Os trechos desconexos e "subliteratos" a seguir necessitam de explicação prévia. Trata-se de um caderno encontrado hoje, com uma margarida na capa, no qual anotei, sabe Deus o motivo, frases ditas, ouvidas e imaginadas em diferentes términos de namoros dos últimos oito anos. Não me preocupei com estilo, arco, narrador, tempo ou nexo, apenas achei interessante reportar aqui alguns fragmentos do que li hoje- e que me pareceram razoavelmente bonitos e tristes. Vamos a eles

Aos poucos, no meu asfalto, pode ser que nasça uma flor. O problema é que você começou a nascer demais. Entende? Demais. E eu disse: peraí com isso. Você chegou com tanta pureza, tanta. Você me enfraquece e eu não posso. Você é muitas coisas. Minha proposta pra você é a seguinte: de vez em quando. Transar, se ver, se falar. Eu sou um homem bem estranho, eu posso ser seco, eu não quero toda essa sua violência de amor pra cima de mim. Sua capacidade de odiar quem não te dá esse amor perfeito que você espera. Eu não quero mais.

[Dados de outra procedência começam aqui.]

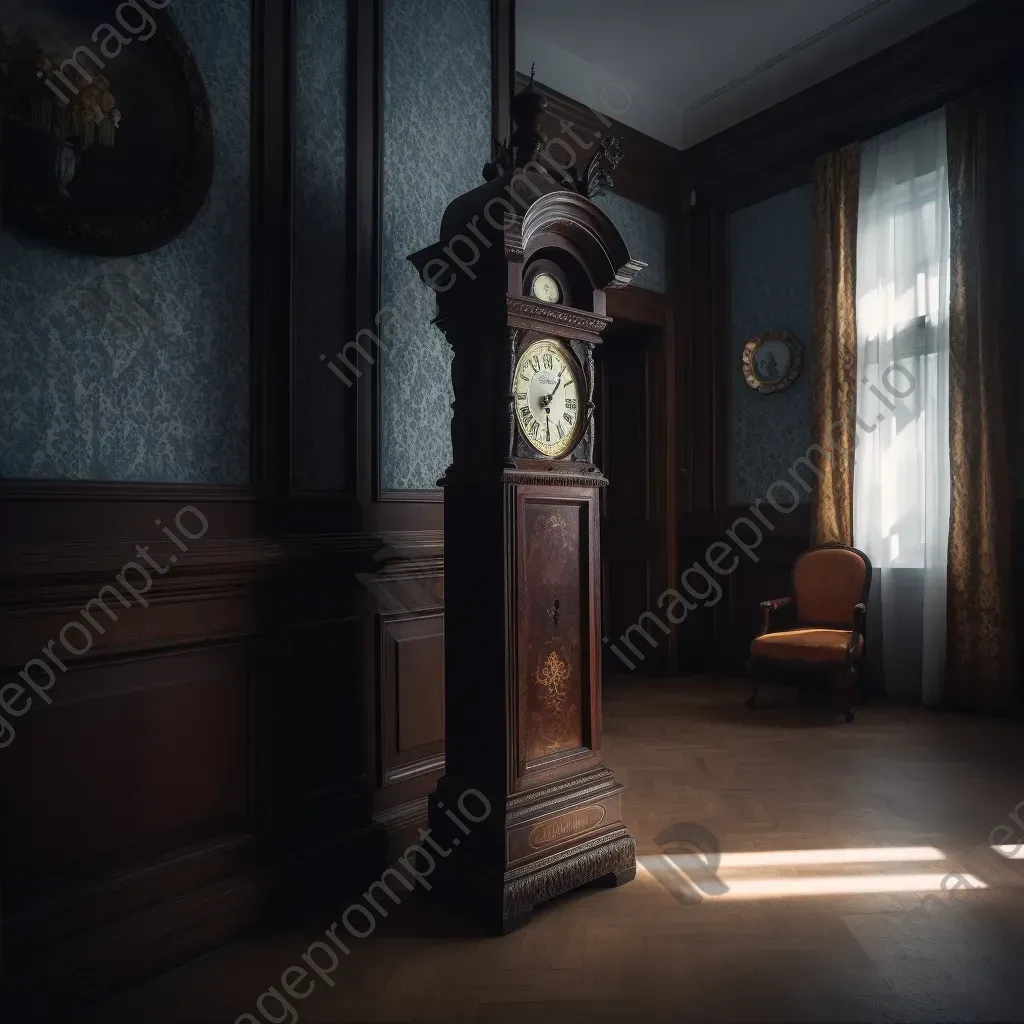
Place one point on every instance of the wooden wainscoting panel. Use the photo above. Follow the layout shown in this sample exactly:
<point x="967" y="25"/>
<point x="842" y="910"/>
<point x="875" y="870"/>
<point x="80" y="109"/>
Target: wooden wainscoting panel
<point x="412" y="697"/>
<point x="129" y="755"/>
<point x="325" y="735"/>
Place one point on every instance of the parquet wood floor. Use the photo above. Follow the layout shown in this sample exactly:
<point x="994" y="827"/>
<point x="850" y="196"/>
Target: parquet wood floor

Eu amava você pela maneira assustada que você descia as escadas, se irritando por gostar de mim. Eu deixei de te amar quando percebi que você era viciado nos primeiros dias do amor. Eu deixei de te amar porque eu sou viciada nos primeiros dias do amor e -quando seus olhos se aquietaram ao descer as escadas e me ver atirada no sofá- não pude suportar.

Porque é triste sair da academia e ninguém gostar de mim. Voltar do almoço e ninguém gostar de mim. Chegar no aeroporto e ninguém gostar de mim. Então eu quero ter uma mulher, uma namorada, alguém. Mas depois eu preciso ir embora. E elas sofrem. Mas eu preciso ir embora, entende? E daí se eu preciso? Então, se você é mais sensível, e eu sinto que você é, eu já te aviso: use uma armadura de zíper.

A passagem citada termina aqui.